だが、今の自分には契約者としての感情はなく、合理的判断もできなければ、冷静に人を殺すこともできない。
ただ、契約者の能力を持っただけの一人の少女だった。
優しい腕の中でアリアはもう一度ノーベンバーとの出会いを思い出していた。
「君を迎えに来た」
彼は開口一番そう言った。
白いスーツにキラキラ輝く金髪。そしてその手にはなぜだか赤い薔薇の花束が握られていて、アリアは何が何だか分からずにポカンと彼を見つめていた。
彼が去った後は、孤児院の子供達が「王子様がアリアちゃんを迎えに来た!」と大騒ぎだったことを思い出して内心苦笑した。
(どうして私ノーベンバーに付いて行ったんだろう)
孤児院で過ごした日々は穏やかで幸せだったのに、それを捨てて彼に付いて行きMI6に入った。最前線で戦うようなことはないが、血生臭い任務に関わることもあるし、やむにやまれず能力を使ったことも何度かある。それでもあの時付いて行ったことを後悔をしたことはなかった。
(惹かれてたのかな……私)
あの時の、胸を焦がすような衝動をアリアは覚えている。
理由なんて何もなく、ただその衝動のままに付いて行った。
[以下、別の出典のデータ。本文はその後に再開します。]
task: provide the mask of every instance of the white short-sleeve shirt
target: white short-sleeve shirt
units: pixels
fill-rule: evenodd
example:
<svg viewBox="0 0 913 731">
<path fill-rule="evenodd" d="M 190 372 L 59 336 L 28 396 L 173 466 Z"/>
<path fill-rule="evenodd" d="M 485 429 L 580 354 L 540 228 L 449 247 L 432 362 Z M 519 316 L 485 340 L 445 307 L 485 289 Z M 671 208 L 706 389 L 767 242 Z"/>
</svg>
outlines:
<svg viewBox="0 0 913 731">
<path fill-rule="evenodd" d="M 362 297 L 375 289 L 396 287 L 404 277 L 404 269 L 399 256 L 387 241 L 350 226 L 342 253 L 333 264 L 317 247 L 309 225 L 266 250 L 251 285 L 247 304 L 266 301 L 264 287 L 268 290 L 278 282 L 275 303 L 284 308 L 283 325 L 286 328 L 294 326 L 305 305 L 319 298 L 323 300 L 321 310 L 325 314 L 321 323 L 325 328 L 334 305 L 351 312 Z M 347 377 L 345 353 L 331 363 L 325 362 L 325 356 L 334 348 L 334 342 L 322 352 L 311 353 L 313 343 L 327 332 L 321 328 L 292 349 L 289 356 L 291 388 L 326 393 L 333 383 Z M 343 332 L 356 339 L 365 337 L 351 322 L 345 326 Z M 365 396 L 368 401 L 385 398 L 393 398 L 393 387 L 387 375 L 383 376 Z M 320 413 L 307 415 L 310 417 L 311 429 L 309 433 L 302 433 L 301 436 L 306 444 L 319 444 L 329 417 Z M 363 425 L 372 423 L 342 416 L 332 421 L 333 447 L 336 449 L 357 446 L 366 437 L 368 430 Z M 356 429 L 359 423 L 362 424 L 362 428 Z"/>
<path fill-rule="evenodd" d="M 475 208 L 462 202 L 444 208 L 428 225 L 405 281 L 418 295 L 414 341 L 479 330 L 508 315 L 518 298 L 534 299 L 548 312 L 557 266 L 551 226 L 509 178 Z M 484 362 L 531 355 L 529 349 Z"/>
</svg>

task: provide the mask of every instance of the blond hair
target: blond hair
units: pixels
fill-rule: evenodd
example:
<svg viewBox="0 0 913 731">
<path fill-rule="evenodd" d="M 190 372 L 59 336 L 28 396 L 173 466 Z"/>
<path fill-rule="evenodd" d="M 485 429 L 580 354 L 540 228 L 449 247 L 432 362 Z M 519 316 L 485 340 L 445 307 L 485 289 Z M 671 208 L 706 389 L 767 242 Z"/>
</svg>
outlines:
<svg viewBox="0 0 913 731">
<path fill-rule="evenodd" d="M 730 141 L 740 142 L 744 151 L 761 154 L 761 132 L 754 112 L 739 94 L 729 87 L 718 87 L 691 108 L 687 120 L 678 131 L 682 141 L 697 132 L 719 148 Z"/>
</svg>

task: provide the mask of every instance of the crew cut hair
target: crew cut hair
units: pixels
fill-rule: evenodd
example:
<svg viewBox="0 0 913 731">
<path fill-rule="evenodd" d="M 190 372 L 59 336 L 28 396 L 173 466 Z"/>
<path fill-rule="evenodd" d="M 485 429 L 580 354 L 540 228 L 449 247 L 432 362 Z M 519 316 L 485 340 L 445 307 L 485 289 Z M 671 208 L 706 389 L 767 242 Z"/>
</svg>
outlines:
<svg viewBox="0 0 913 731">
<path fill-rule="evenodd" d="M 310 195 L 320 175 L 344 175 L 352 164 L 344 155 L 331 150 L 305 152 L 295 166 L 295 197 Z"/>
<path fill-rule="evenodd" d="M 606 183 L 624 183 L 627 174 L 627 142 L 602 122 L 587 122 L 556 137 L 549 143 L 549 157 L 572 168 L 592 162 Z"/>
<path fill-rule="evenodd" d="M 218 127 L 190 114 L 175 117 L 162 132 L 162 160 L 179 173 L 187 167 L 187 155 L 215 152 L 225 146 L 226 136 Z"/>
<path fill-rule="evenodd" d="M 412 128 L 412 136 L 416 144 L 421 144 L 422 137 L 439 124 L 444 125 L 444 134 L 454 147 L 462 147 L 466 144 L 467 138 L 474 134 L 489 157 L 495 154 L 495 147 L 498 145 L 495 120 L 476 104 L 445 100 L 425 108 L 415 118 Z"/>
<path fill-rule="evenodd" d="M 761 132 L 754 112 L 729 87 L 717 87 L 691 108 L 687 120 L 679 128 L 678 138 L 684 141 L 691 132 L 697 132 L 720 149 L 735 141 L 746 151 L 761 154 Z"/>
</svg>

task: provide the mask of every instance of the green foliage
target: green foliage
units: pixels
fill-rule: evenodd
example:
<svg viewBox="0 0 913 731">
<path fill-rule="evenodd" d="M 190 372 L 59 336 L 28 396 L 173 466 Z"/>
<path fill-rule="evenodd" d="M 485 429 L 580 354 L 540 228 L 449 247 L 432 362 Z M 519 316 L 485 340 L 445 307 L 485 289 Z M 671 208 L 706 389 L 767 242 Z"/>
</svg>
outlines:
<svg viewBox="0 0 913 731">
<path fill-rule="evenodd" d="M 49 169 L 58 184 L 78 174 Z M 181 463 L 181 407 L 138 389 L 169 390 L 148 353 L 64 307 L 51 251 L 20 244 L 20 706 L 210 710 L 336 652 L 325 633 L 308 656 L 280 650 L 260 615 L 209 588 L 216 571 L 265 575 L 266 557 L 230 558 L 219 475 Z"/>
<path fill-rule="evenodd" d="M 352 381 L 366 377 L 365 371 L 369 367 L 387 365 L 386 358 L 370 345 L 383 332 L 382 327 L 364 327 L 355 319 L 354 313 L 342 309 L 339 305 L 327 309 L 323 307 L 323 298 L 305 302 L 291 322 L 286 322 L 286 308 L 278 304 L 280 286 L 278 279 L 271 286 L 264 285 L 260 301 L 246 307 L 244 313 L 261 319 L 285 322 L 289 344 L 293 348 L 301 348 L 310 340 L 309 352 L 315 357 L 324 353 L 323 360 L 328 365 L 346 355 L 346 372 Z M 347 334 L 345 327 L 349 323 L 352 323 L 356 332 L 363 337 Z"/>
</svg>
あまりに非合理的で契約者らしくないにもほどがある、と、今になってそう思う。
過去の記憶と共に契約者の感情も失ったことは自分にとって幸せなことだったのだろうか。
自分が契約者だと分かってから、何度も何度もそのことを考える。普通の契約者だったら、こんなことで苦しむことなどなく、無駄な感情は切って捨て、合理的に生きていくのだろう。
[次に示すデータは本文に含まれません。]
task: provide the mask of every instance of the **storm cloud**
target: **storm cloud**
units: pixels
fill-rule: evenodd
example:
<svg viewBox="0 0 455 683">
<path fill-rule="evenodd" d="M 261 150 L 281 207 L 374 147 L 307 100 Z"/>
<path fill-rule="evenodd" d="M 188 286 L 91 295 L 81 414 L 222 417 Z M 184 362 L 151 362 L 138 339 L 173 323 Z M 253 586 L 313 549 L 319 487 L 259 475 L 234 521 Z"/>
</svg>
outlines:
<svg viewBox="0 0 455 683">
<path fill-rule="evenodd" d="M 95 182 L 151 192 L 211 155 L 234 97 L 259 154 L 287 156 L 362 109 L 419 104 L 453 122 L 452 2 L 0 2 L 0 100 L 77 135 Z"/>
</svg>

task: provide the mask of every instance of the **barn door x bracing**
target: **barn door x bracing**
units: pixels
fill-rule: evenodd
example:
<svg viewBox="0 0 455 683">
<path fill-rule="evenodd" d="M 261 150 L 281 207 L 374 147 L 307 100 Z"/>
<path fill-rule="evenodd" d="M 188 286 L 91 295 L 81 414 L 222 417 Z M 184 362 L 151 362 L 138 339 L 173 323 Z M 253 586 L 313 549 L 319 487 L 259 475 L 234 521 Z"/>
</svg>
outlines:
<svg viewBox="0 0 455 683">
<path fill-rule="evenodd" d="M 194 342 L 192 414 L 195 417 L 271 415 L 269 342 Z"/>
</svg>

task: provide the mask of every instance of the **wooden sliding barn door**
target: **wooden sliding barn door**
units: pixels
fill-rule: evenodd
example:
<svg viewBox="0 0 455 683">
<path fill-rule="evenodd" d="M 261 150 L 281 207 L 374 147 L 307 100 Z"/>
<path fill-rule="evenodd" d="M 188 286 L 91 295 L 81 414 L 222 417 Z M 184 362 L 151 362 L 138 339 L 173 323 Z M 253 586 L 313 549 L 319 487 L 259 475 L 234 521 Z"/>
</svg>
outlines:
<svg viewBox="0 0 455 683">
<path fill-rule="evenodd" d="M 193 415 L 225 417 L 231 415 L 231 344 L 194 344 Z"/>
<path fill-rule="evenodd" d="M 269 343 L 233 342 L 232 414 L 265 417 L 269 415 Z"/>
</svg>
でも、きっと、誰かを想う苦しさも切なさも幸せも分からなかったはずだ。
「アリア」
少し骨張った大きな手がアリアの頬を包み込む。
そこから伝わるあたたかさに、低くて優しい自分の名を呼ぶ声に、胸がじりじりと痺れて、幸せなのになぜだか泣きたいような気分になって、アリアはノーベンバーの背中に腕を回し、その白いスーツをぎゅっときつく握りしめた。
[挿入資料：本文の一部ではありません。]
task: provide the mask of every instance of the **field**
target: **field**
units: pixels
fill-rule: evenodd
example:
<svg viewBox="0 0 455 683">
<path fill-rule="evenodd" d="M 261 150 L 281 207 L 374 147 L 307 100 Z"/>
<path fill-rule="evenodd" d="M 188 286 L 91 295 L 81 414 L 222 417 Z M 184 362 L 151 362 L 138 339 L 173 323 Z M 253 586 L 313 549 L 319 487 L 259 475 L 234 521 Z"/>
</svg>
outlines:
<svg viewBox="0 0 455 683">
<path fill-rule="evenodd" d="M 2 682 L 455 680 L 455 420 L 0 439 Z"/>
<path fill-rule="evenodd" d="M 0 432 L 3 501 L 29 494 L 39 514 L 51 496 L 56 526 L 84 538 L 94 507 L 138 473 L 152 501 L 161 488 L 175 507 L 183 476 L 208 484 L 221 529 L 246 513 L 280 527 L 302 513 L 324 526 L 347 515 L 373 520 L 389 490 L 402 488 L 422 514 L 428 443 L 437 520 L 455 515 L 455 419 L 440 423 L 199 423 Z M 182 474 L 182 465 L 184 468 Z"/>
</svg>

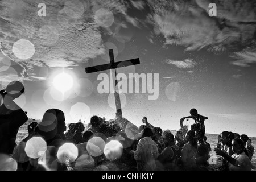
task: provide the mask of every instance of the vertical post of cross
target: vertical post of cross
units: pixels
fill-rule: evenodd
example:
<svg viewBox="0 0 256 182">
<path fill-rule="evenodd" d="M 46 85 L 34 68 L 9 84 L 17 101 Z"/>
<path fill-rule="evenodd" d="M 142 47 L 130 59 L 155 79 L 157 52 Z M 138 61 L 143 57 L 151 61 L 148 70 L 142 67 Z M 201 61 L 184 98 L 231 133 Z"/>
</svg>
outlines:
<svg viewBox="0 0 256 182">
<path fill-rule="evenodd" d="M 117 118 L 122 118 L 122 107 L 121 107 L 121 104 L 120 101 L 120 95 L 118 90 L 117 90 L 117 80 L 116 79 L 117 76 L 117 71 L 116 71 L 116 66 L 115 65 L 115 60 L 114 57 L 114 53 L 113 49 L 109 49 L 109 59 L 110 60 L 110 68 L 115 68 L 115 73 L 114 75 L 114 77 L 115 78 L 115 108 L 117 110 L 117 113 L 115 113 L 115 117 Z"/>
</svg>

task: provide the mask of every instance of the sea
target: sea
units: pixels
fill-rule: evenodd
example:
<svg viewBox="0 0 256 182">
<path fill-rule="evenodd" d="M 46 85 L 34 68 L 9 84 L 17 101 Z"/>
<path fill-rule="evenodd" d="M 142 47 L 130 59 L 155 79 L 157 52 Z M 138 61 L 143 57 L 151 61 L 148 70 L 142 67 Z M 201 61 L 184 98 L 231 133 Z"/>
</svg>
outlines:
<svg viewBox="0 0 256 182">
<path fill-rule="evenodd" d="M 16 139 L 16 143 L 18 144 L 24 138 L 28 136 L 28 133 L 27 131 L 27 126 L 31 123 L 32 121 L 28 121 L 25 123 L 23 125 L 20 127 L 19 129 L 19 131 L 17 134 L 17 137 Z M 87 126 L 85 126 L 85 129 Z M 67 129 L 68 127 L 67 127 Z M 171 130 L 171 133 L 174 135 L 176 134 L 176 130 Z M 210 144 L 210 147 L 212 150 L 214 148 L 217 148 L 217 138 L 218 134 L 205 134 L 205 135 L 207 138 L 207 142 Z M 251 159 L 251 163 L 253 166 L 254 167 L 254 170 L 256 169 L 256 137 L 250 137 L 249 138 L 251 139 L 251 144 L 254 147 L 254 152 L 253 155 L 253 158 Z M 218 158 L 220 156 L 217 156 L 217 158 Z"/>
</svg>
ノーベンバーの優しい手も甘い言葉も嘘なのかもしれない。自分に契約者としての感情が戻れば、あの時の衝動もこの気持ちも感傷のひとつも残さずに消えてしまうのかもしれない。
それでも、今はまだこのまま、この甘い恋に浸っていたい、と思ってしまうのだ。
「ノーベンバー、好き」
アリアの唇から呟かれた言葉は、もう一つの唇によって掻き消された。